CAPACITÀ DI APPLICARE CONOSCENZA E COMPRENSIONE
Al completamento di questo primo anno corso gli studenti avranno
conseguito una conoscenza del lessico di base e delle strutture
grammaticali principali della lingua tibetana moderna per comprendere e
produrre comunicazioni orali e scritte semplici e di argomento quotidiano
e familiare. Il percorso formativo dell’insegnamento intende fornire allo
studente le conoscenze linguistiche, gli strumenti metodologici e le
competenze culturali necessarie per poter tradurre e interpretare brani
semplici in lingua tibetana classica appartenenti a diversi generi testuali.

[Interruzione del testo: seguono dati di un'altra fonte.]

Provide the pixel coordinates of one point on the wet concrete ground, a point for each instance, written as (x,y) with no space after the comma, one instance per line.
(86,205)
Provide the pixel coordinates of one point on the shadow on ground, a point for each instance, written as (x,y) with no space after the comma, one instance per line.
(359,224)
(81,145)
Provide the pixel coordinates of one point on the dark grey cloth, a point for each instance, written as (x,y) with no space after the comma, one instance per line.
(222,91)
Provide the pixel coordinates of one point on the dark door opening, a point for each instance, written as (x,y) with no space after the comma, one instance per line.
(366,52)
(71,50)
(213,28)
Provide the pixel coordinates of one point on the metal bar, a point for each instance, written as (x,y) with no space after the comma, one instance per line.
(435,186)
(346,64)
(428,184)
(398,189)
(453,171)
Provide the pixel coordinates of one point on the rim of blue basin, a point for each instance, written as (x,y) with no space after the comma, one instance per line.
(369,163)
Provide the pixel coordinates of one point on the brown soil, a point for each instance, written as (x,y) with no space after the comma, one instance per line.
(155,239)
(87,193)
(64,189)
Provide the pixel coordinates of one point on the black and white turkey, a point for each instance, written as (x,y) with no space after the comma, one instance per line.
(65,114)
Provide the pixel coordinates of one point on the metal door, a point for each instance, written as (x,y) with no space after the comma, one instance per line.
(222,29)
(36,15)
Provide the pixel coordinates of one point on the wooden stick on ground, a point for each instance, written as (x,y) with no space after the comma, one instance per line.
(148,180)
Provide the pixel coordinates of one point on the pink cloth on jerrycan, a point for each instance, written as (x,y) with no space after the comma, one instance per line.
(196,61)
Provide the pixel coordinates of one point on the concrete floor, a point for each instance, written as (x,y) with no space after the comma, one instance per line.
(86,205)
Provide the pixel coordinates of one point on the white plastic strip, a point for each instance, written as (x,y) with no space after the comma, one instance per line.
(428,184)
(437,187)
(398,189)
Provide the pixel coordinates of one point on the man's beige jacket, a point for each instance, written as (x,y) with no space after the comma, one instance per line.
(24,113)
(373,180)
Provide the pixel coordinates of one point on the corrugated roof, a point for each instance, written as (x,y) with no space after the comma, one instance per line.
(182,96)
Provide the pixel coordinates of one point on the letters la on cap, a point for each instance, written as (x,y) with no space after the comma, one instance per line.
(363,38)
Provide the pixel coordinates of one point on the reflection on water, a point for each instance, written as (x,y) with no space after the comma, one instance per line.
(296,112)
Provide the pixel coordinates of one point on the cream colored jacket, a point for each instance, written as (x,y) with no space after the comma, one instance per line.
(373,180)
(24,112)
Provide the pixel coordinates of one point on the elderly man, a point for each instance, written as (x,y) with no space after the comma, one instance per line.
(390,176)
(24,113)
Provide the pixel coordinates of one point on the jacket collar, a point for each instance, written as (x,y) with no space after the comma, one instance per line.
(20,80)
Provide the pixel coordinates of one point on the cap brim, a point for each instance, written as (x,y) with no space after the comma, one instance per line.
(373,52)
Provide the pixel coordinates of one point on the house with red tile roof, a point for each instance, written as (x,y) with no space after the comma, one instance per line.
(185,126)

ULTERIORI RISULTATI DI APPRENDIMENTO ATTESI
Autonomia di giudizio:
Gli studenti dovranno aver sviluppato le capacità linguiste e le
competenze culturali per poter analizzare correttamente e in modo critico
testi semplici in lingua tibetana moderna e classica nella prospettiva di
una sempre maggiore autonomia di lavoro e di giudizio sul proprio
operato.
Abilità comunicative:
Le studentesse/ gli studenti dovranno aver acquisito abilità comunicative
corrispondenti al livello A1.
Capacità di apprendimento:
Gli studenti dovranno dimostrare di aver sviluppato le competenze
necessarie per intraprendere studi successivi con un discreto livello di
autonomia. Dovranno altresì dimostrare di saper applicare le conoscenze
di ricerca basilari nella consultazione di fonti secondarie, di vocabolari,
fonti digitalizzate e sitografia specialistica.
Lingua tibetana II e III:
Il corso di LINGUA TIBETANA II intende fornire agli studenti le conoscenze
fondamentali della lingua tibetana letteraria e parlata. Gli studenti
approfondiranno la conoscenza della grammatica della lingua tibetana
classica e moderna e si cimenteranno nell’analisi e nella traduzione di
testi letterari di media difficoltà proposti dalla docente. Gli studenti
dovranno aver raggiunto un livello intermedio nell’abilità di
comunicazione della lingua parlata nei diversi registri.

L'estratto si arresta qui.